O direito de ir e vir está presente na Declaração Universal dos Direitos Humanos, da ONU, assinada em dezembro de 1948. No Brasil, esse direito é constitucional, garantido no artigo 5º, inciso XV da Constituição Federal de 1988. Apesar de ser um direito, a liberdade de ir e vir é condicionada. Condicionada a pedágios, vistos e carimbos. Mais recentemente, em 2020, com a COVID-19, essa liberdade foi condicionada, frente à supremacia da saúde pública, expressa no art. 6º da Constituição Federal de 1988, sobre todos os demais direitos.

Pós-pandemia

A pandemia de 2020 ocasionou um sedentarismo mundial, a privação da liberdade de ir e vir. Para alguns, esse sedentarismo trouxe adoecimento; para outros, trouxe novas conexões. O que podemos observar é que, após o período da pandemia, houve um crescimento do número de pessoas em deslocamento, sejam para férias, em deslocamentos temporários, ou os constantes deslocamentos, como no caso dos nômades digitais.
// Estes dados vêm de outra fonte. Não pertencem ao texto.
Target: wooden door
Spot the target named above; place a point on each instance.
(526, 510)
A privação da possibilidade de ir e vir despertou um desejo ainda maior em muitas pessoas de se locomoverem, desbravarem novos territórios, se jogarem ao desconhecido, adquirindo novas experiências e reinventando a si mesmas. Para aqueles que ficaram seduzidos por essa ideia, é importante lembrar que, para ter um visto de nômade digital, é necessário apresentar uma renda fixa, que tem um valor distinto em cada país, variando entre cerca de 1.350 euros mensais, como é o caso de Montenegro, e 7.763 euros mensais, como é o caso da Islândia.

Notas

1 Foucault, Michel. Outros espaços. In: Ditos e escritos III - Estética: Literatura e pintura, música e cinema. Rio de Janeiro: Forense Universitária, 2003, p. 411-422.